English Teachers Are Happy To Share

English Teachers Are Happy To Share

Random Thoughts by Pauline

April 2017
Common sense

Common sense says that we don’t use our mobile phone when we cross the street. But why are people still doing it? Don’t they have this common sense of danger?

Why is there the need for MTR to make public announcement telling passengers not to look at their mobile phone when using the escalator?  That is not the only “gentle reminder”. Others include beware slippers get caught when standing on escalator,  loosen clothing when in compartment etc.

Obviously, what makes sense to some doesn’t mean so to others. Besides, what constitutes the “common”? A dozen, a hundred or more people?

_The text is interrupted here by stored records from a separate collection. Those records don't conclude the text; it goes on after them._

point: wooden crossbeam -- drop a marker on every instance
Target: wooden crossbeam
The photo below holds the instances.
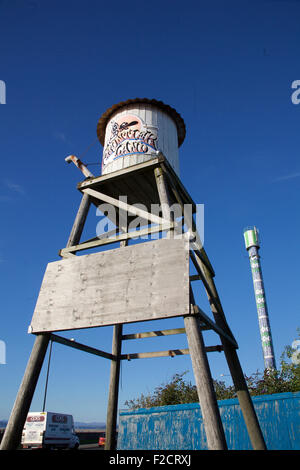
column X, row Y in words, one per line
column 159, row 333
column 81, row 347
column 118, row 238
column 155, row 219
column 167, row 353
column 212, row 324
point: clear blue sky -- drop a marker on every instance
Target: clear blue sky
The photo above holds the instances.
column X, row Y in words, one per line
column 227, row 68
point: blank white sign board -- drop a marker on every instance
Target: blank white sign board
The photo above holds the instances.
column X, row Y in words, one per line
column 141, row 282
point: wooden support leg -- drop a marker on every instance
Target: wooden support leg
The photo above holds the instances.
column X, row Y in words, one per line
column 13, row 431
column 206, row 393
column 80, row 219
column 112, row 408
column 113, row 394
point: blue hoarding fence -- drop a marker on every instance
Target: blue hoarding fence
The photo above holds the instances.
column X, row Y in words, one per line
column 180, row 427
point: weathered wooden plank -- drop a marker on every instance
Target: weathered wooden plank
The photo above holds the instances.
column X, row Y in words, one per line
column 121, row 237
column 137, row 283
column 120, row 173
column 205, row 318
column 169, row 352
column 81, row 347
column 124, row 206
column 153, row 334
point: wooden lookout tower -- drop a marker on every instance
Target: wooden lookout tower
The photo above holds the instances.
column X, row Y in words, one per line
column 140, row 281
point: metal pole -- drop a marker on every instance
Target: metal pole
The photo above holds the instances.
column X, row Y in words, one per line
column 252, row 245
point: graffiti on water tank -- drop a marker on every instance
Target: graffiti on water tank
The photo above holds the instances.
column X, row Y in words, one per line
column 128, row 135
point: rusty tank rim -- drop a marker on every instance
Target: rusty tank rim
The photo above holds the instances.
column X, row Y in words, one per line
column 102, row 123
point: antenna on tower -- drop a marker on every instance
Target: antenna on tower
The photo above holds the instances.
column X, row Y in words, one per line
column 252, row 242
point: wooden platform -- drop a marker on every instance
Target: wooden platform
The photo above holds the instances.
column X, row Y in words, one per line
column 137, row 183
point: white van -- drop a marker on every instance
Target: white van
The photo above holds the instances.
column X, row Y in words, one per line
column 49, row 430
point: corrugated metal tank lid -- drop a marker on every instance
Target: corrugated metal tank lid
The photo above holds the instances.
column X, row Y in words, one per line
column 181, row 129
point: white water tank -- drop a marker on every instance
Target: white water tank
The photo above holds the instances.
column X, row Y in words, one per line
column 133, row 131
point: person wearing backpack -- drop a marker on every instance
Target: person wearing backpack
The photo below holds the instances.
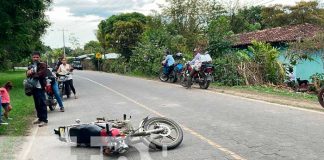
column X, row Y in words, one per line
column 54, row 84
column 37, row 71
column 5, row 103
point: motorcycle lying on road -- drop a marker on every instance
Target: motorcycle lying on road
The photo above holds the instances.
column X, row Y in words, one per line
column 320, row 96
column 116, row 136
column 202, row 77
column 170, row 73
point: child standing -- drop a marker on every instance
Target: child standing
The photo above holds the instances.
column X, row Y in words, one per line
column 5, row 101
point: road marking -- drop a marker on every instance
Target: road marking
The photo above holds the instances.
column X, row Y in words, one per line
column 194, row 133
column 226, row 94
column 30, row 144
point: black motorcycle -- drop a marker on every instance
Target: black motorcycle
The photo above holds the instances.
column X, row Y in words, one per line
column 115, row 136
column 203, row 77
column 171, row 73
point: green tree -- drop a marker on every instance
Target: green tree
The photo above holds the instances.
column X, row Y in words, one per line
column 22, row 25
column 247, row 19
column 92, row 47
column 121, row 32
column 218, row 33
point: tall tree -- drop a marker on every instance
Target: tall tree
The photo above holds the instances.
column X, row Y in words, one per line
column 22, row 25
column 302, row 12
column 121, row 32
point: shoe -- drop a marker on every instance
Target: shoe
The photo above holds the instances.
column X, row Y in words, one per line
column 8, row 118
column 37, row 121
column 41, row 124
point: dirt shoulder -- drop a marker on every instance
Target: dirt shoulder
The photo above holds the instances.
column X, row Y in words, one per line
column 301, row 103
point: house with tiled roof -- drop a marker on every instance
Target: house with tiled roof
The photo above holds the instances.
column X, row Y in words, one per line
column 279, row 37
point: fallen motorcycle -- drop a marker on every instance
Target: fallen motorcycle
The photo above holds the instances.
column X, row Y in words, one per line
column 115, row 136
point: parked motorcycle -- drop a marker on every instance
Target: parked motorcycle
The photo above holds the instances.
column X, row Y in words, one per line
column 63, row 88
column 166, row 74
column 203, row 77
column 115, row 136
column 51, row 102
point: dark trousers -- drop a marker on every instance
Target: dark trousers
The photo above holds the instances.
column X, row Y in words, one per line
column 40, row 105
column 69, row 84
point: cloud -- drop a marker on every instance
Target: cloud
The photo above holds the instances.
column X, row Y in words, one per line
column 105, row 8
column 80, row 18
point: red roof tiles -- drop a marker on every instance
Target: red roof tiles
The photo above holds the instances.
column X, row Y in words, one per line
column 278, row 34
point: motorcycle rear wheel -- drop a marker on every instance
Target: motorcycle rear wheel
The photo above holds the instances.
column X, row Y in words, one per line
column 320, row 97
column 169, row 139
column 163, row 77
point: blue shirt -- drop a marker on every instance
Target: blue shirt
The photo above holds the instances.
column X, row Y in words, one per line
column 169, row 60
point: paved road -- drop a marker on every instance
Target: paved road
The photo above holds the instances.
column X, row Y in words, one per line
column 216, row 126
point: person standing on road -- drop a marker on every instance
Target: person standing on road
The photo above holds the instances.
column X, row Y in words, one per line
column 168, row 62
column 66, row 69
column 4, row 92
column 37, row 71
column 1, row 122
column 54, row 84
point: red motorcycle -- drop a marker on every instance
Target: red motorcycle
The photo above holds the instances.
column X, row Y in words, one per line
column 203, row 77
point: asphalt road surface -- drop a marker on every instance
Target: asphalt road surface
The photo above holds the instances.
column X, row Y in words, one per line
column 216, row 126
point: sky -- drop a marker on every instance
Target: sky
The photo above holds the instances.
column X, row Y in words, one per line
column 80, row 18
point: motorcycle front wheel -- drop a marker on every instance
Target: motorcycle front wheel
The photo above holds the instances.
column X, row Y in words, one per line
column 320, row 97
column 163, row 77
column 170, row 138
column 205, row 83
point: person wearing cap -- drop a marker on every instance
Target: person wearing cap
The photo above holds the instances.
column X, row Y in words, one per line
column 168, row 62
column 37, row 71
column 5, row 100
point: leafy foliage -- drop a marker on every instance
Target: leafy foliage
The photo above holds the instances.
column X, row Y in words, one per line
column 22, row 25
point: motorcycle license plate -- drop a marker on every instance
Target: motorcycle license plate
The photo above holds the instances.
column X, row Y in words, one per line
column 62, row 131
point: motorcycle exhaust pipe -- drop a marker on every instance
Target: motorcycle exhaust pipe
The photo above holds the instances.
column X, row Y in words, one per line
column 146, row 133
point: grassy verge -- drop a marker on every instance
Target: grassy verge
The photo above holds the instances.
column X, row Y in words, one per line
column 23, row 109
column 272, row 91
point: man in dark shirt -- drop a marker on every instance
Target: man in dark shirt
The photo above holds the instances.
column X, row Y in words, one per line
column 38, row 72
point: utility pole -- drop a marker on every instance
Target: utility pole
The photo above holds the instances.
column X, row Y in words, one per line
column 63, row 43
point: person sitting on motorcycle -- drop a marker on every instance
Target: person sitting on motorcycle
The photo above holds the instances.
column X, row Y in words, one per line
column 195, row 64
column 168, row 62
column 199, row 59
column 54, row 84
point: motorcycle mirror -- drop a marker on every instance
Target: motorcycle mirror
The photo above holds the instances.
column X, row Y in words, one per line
column 78, row 121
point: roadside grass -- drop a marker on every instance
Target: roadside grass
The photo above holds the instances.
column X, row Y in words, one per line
column 23, row 107
column 259, row 89
column 22, row 111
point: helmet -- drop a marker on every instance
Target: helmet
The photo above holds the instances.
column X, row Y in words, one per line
column 178, row 54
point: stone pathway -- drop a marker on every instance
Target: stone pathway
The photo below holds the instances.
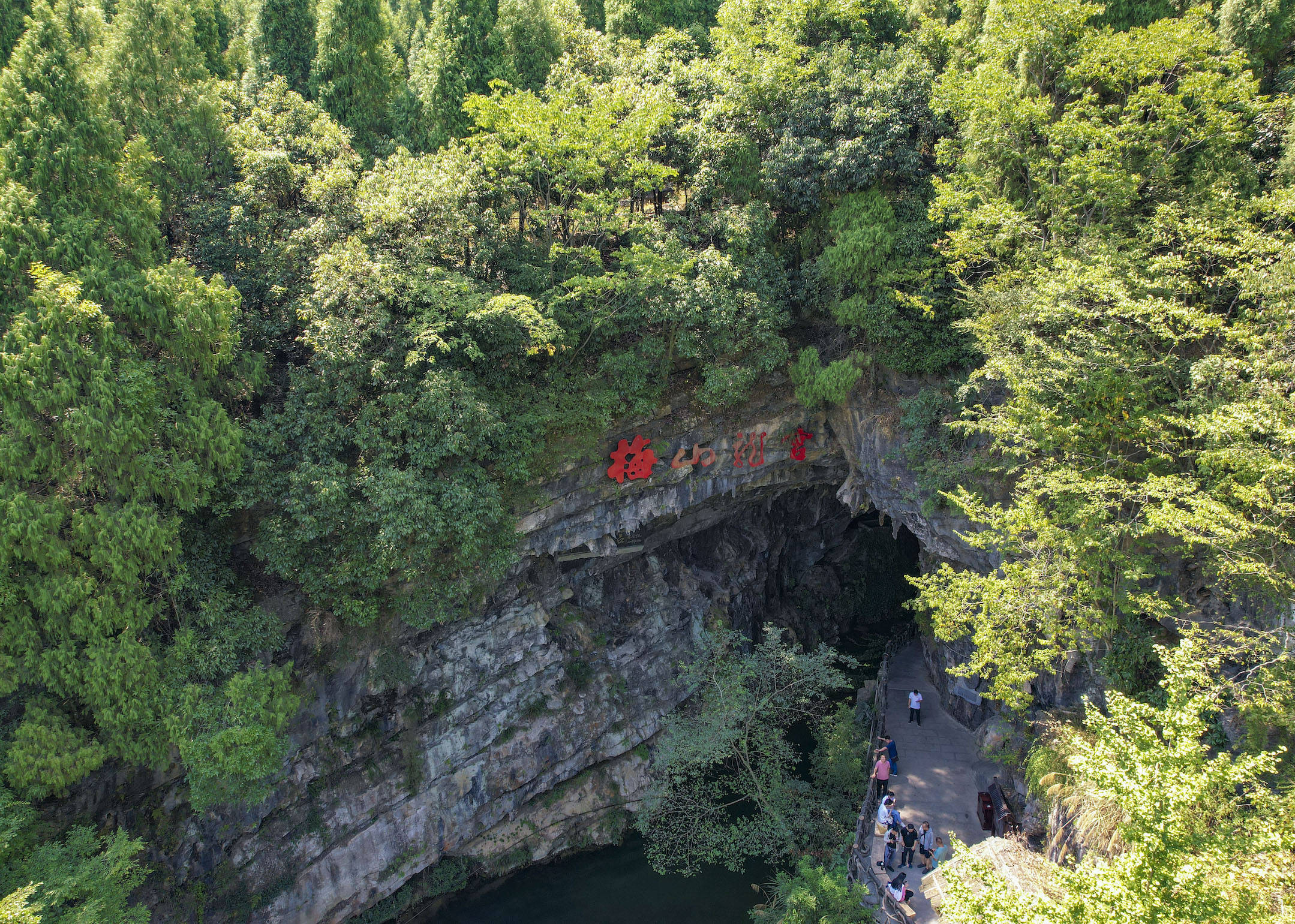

These people need to have the same history or same likes and dislikes to make up “a mass”. Then they might share the same “common sense”.

This can explain why parents and their children, employers and their staff, teachers and students cannot agree on their respective “common sense”. They have to make deliberate effort to understand the other party, accommodate differences and build  ground for common sense to be nurtured.


So next time before we make a comment using “common sense” as the argument, we have to first  establish if there is anything in “common” .

Random Thoughts by Pauline

April 2017
It’s a different world now!
There was a time when we helped strangers asking for directions most readily. When neighbours knocked on  the door asking if we had an egg to spare, we happily gave a couple. Telephone lines and refrigerators, expensive luxuries then, were generously shared. Grocery store-keepers  delivered rice bags to our doors with the bill settled monthly. That was the world I grew up in. We were not rich but were generous. There were no desires but only satisfaction.

All these seem like fairy tales now!

Strangers wandering on MTR platform shy away from interaction when offered help. In public transport, seats for those in need have to be labelled as though commuters cannot decide for themselves to whom they should offer their seats. Backpackers have to be persuaded to unload. Neighbours no longer greet each other. We dare not knock on doors for help. And yet we know and let friends know about one another’s lives in details. We react with our thumbs and smileys.  There is no human touch at all. We nestle in our own isolated world comforting ourselves that we have tens and hundreds of friends.

Oh! I miss the good old days!

Random Thoughts by Pauline

April 2017
It was yesteryears once more!

“I so wanted to touch your bang then,” said Lily.

“I am sorry, Lily. I would love to let you but it’s already gone!” I said apologetically.

It was the second gathering of the 1981 graduates in nine months. There were 22 of them and two teachers including me, their revered English Language teacher. Though those attending the two events were not all the same, the fondness was abundant in both times.

These students are now in their 50s but once they started talking about the classroom days, they were teens once again. They happily reported to me that they are all successful in their own fields and that they hold their alma mater, Wellington College, a private school closed down in 2001, most dearly. They keep telling me they owe much to their teachers who were all very strict.

Then I was in my early thirties, a trained teacher with only the Advanced Level Examination as academic qualification. I was teaching around 60 periods a week with over 50 students in a class. But in their recounts, I knew I was serious with my duties and they loved me for that. 


That makes me so proud. What matters most in a teacher is not just the credential but the heart that is anchored in the welfare of the students.